La France dispose de quatre centres spécialisés :

  • Lyon : 04 78 87 10 40 (24h/24, 7j/7)
  • Nantes : 02 40 68 77 40 (24h/24, 7j/7)
  • Alfort : 01 48 93 13 00 (jours ouvrables, 9h-17h)
  • Toulouse : 05 61 19 39 40 (jours ouvrables, 9h-17h)

Le traitement dépend du toxique identifié : un antidote spécifique peut être administré si le toxique est connu et le délai suffisamment court ; dans la majorité des cas, le traitement est symptomatique (soutien des fonctions vitales, fluidothérapie, etc.).

Les appels concernant les équidés représentent environ 3 % des cas d'intoxication traités par ces centres, selon les données de l'IFCE.

Réglementation, antidopage et bonnes pratiques

L'usage de plantes médicinales en contexte de compétition équestre est soumis à une réglementation stricte. La FEI (Fédération Équestre Internationale) publie et met à jour annuellement l'Equine Prohibited Substances List (EPSL), avec un préavis de 90 jours avant toute modification.

Plusieurs plantes couramment utilisées en phytothérapie y figurent comme substances interdites ou soumises à seuil :

  • Valériane : substance interdite en compétition FEI.
  • Harpagophytum (harpagoside) : classé substance de type AINS, détectable après administration.
  • Tout produit contaminé ou adultéré peut générer un résultat positif, même si la plante n'est pas intrinsèquement interdite.

La responsabilité du résultat positif incombe au propriétaire ou à l'entraîneur, quelle que soit la source de la substance.
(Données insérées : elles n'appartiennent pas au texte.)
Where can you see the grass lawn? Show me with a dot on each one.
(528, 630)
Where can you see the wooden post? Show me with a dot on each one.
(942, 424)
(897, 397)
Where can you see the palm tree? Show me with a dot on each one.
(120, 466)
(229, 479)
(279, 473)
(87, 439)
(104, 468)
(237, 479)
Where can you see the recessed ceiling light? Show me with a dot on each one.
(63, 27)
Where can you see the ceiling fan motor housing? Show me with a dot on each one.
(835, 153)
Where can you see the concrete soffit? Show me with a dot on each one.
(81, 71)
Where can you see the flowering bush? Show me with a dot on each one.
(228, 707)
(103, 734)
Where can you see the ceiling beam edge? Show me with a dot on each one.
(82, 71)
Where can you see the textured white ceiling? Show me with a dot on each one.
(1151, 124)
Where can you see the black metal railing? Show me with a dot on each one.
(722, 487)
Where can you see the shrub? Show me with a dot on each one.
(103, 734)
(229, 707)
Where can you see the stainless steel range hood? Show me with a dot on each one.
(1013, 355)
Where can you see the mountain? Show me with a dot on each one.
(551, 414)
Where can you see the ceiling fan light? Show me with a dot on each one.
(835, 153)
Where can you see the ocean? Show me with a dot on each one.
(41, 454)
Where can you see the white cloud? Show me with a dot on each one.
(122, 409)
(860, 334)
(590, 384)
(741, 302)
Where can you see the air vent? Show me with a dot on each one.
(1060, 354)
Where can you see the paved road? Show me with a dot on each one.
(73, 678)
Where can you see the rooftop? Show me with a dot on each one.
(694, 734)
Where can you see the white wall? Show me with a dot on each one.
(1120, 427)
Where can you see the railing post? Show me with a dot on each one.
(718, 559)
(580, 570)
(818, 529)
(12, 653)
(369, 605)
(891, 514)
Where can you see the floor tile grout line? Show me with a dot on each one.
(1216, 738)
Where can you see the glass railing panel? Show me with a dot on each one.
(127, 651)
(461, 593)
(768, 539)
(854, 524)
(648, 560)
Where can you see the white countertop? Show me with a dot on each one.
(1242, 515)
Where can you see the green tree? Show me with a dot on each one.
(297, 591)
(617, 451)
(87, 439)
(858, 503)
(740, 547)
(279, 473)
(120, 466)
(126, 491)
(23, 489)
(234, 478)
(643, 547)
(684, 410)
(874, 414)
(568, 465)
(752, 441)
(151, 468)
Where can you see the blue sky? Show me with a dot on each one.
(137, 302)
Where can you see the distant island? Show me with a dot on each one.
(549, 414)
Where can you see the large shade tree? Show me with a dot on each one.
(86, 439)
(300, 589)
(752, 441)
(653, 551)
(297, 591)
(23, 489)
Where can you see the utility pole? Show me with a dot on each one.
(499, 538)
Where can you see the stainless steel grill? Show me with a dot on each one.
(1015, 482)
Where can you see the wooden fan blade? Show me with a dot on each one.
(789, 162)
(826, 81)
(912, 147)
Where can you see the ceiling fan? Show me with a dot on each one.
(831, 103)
Il est donc impératif de :

  • Vérifier chaque produit sur l'EPSL avant administration.
  • Respecter les délais de détection recommandés avant une compétition.
  • Choisir des produits avec traçabilité et analyses de composition garanties.
  • Consulter son vétérinaire pour tout doute sur une interaction ou un statut réglementaire.

En dehors de la compétition, les bonnes pratiques restent les mêmes : diagnostic vétérinaire préalable, revue des traitements en cours, vigilance accrue pour les populations sensibles (juments gestantes, poulains, chevaux malades).

Prévention : protéger son cheval des plantes dangereuses

La prévention des intoxications par les plantes repose sur quelques principes fondamentaux que tout propriétaire doit maîtriser :

  • Identifier les plantes toxiques présentes dans les prairies, haies et abords des paddocks. L'IFCE propose depuis 2023 une série de vidéos pédagogiques sur les plantes toxiques pour les équidés, enrichie en 2024 de cinq nouvelles espèces (une vidéo par mois jusqu'en septembre).
  • Ne jamais distribuer de déchets de taille de jardin : thuya, if, lauriers, buis sont potentiellement mortels.
  • Gérer le pâturage : éviter le surpâturage, assurer un apport suffisant en fourrage pour que le cheval ne soit pas contraint de brouter des plantes inhabituelles.
  • Surveiller la qualité du foin : un foin contaminé par des plantes toxiques peut provoquer une intoxication insidieuse.
  • Adapter la vigilance aux saisons : les risques sont accrus en été (sécheresse) et en automne (disette), périodes où le cheval est plus susceptible d'ingérer des plantes qu'il éviterait normalement.
  • Former son entourage : toute personne s'occupant du cheval doit connaître les plantes à risque et les conduites d'urgence.

Conclusion

La phytothérapie équine offre des perspectives intéressantes pour le soutien de la santé du cheval, à condition d'être pratiquée avec rigueur et discernement. Elle ne saurait se substituer à un suivi vétérinaire, et ses risques — effets indésirables, interactions, intoxications accidentelles, infractions antidopage — sont réels. En s'appuyant sur des produits de qualité documentée, en consultant les listes réglementaires et en restant vigilant face aux plantes de l'environnement, chaque propriétaire peut tirer le meilleur parti des plantes médicinales tout en préservant la sécurité de son cheval.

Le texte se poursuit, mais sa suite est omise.